Immaginiamo che una assistenza “agroecologica” coerente con lo sviluppo delle Reti Alimentari Contadine debba avere queste basi:

– sistemiche: “i sistemi sociali e biologici hanno un alto valore agricolo”. L’agroecologo quindi deve occuparsi di assistere non solo lo sviluppo agronomico ed economico ma ancor più lo sviluppo sociale ed ecologico di un’azienda agricola, e le competenze così vaste possono essere integrate in equipe di lavoro, formate da agronomi, sociologi, biologi, geografi, pedologi, geologi, economisti, informatici e pratici.

– di rete, ovvero deve facilitare le relazioni e il passaggio di informazioni (formali e informali) da tutti gli stakeholders (produttori, ricercatori, coproduttori, amministratori), in modo orizzontale, al fine di portare ad uno sviluppo culturale oltre alla risoluzione dei problemi.

– results-based (basata sui risultati): significa che la qualità dell’azienda viene misurata su parametri agroecologici misurabili per arrivare ai quali il consulente facilita il percorso. Non quindi tecnici che compilano carte sulla base di disciplinari di produzione standardizzanti.

– territoriale: in agroecologia l’unità funzionale minima è il fondo agricolo e non il campo, visto all’interno di un sistema agricolo, ecologico e paesaggistico territoriale.
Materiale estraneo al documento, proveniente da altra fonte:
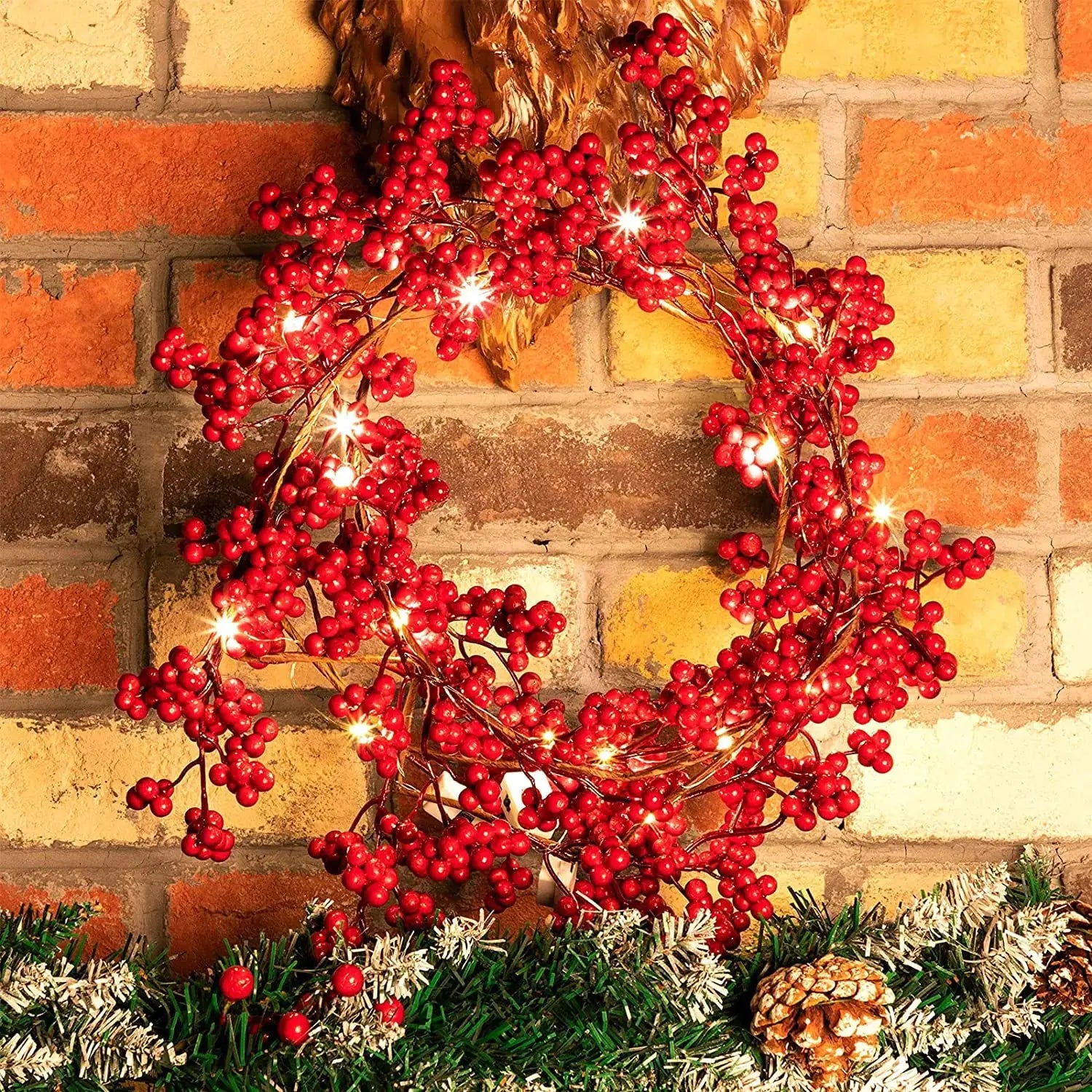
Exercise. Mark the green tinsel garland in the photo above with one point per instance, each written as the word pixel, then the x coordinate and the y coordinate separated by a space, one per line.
pixel 620 1007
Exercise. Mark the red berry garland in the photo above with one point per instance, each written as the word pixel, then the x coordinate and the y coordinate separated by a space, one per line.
pixel 476 767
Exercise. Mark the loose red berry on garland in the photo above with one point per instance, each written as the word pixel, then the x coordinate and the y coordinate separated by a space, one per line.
pixel 236 983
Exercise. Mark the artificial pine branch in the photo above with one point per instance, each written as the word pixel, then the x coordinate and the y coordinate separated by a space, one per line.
pixel 596 1009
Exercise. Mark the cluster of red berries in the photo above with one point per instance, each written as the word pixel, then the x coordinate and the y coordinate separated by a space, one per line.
pixel 207 838
pixel 478 767
pixel 333 926
pixel 190 689
pixel 646 45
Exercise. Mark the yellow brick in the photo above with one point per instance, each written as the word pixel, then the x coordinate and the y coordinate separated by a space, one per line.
pixel 959 314
pixel 253 45
pixel 1072 598
pixel 664 615
pixel 899 886
pixel 74 44
pixel 81 770
pixel 927 39
pixel 978 775
pixel 661 347
pixel 984 622
pixel 794 186
pixel 181 613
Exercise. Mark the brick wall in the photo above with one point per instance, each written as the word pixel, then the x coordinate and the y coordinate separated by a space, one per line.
pixel 948 140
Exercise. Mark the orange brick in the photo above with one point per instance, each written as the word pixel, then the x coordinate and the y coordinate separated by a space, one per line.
pixel 963 469
pixel 83 174
pixel 67 327
pixel 107 930
pixel 1075 35
pixel 207 911
pixel 209 294
pixel 1075 483
pixel 961 168
pixel 36 627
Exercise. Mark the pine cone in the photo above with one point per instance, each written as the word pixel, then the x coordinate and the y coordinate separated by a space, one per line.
pixel 1067 981
pixel 826 1015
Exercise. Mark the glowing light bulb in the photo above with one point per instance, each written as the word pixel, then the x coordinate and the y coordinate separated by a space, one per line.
pixel 344 422
pixel 225 628
pixel 767 452
pixel 472 295
pixel 882 511
pixel 343 478
pixel 294 323
pixel 629 221
pixel 363 732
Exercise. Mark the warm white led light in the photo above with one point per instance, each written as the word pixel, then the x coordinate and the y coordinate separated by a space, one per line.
pixel 344 476
pixel 363 732
pixel 767 451
pixel 629 221
pixel 473 295
pixel 605 755
pixel 882 511
pixel 294 323
pixel 345 422
pixel 225 628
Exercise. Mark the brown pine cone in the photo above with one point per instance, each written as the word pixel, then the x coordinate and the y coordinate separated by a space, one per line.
pixel 1067 981
pixel 826 1015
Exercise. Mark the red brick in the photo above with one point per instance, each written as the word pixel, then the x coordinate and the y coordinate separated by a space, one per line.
pixel 1075 483
pixel 36 626
pixel 963 469
pixel 66 325
pixel 107 930
pixel 85 174
pixel 207 295
pixel 207 911
pixel 1075 35
pixel 962 168
pixel 570 473
pixel 63 476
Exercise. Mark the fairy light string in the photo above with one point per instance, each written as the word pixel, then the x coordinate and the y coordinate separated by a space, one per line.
pixel 476 768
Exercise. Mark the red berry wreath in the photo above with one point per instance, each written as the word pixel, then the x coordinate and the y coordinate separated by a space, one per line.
pixel 476 770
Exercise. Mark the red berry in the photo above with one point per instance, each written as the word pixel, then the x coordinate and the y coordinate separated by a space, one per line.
pixel 347 981
pixel 293 1028
pixel 236 983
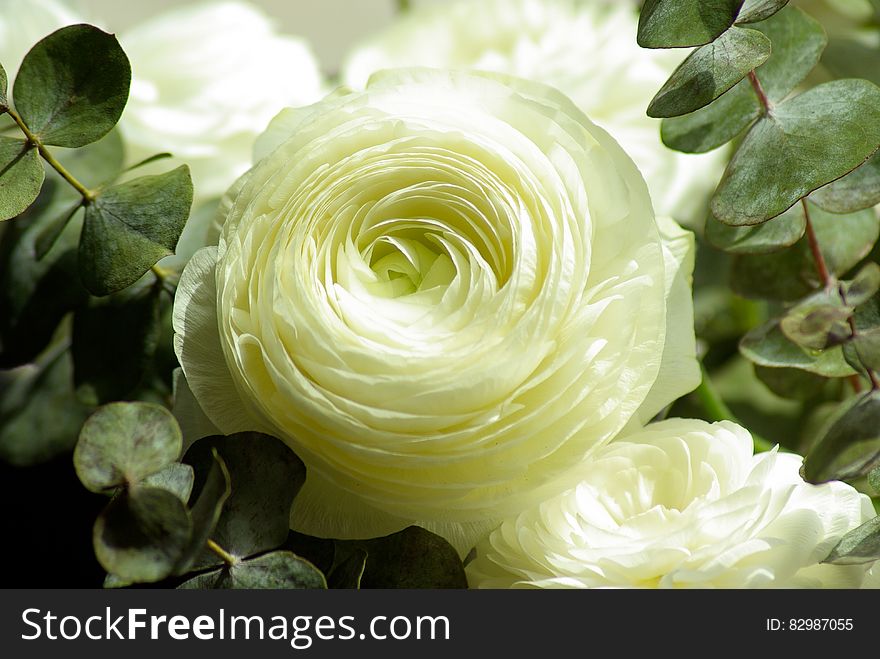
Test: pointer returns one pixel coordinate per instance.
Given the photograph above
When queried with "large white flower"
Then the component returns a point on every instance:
(585, 48)
(683, 503)
(206, 80)
(442, 292)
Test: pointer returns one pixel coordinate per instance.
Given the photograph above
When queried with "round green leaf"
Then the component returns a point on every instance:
(175, 478)
(850, 448)
(21, 176)
(124, 443)
(278, 569)
(710, 71)
(861, 545)
(266, 476)
(797, 43)
(683, 23)
(800, 146)
(412, 558)
(140, 535)
(757, 10)
(857, 190)
(774, 235)
(72, 86)
(130, 226)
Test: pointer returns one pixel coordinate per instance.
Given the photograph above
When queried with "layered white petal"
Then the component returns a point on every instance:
(681, 504)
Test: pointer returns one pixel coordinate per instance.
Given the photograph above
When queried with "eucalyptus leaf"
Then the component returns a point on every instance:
(791, 274)
(710, 71)
(36, 294)
(124, 443)
(851, 446)
(114, 341)
(683, 23)
(279, 569)
(766, 345)
(175, 478)
(40, 415)
(797, 42)
(4, 84)
(757, 10)
(213, 492)
(818, 322)
(800, 146)
(132, 225)
(772, 236)
(21, 176)
(141, 534)
(857, 190)
(266, 476)
(72, 86)
(411, 558)
(863, 286)
(861, 545)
Gli itinerari tecnici sono sviluppati non per coltura su una scala regionale, ma per sistemi agricoli locali, in cui le caratteristiche ecologiche e sociali sono fondamentali, e non parametri opzionali.

Queste caratteristiche sono la nostra visione. Troviamo parti di questa visione leggendo ed interpretando alcuni concetti che troviamo espressi in diversi documenti ufficiali dell’Unione Europea, come l’AKIS (Agriculture Knowledge Innovation System), il Multi-Actor Approach, i Living Labs, gli eco-schemes, ma vorremmo che le istituzioni venissero a confrontarsi di persona con le reti contadine della loro interpretazione e di come questi concetti si possano realizzare concretamente.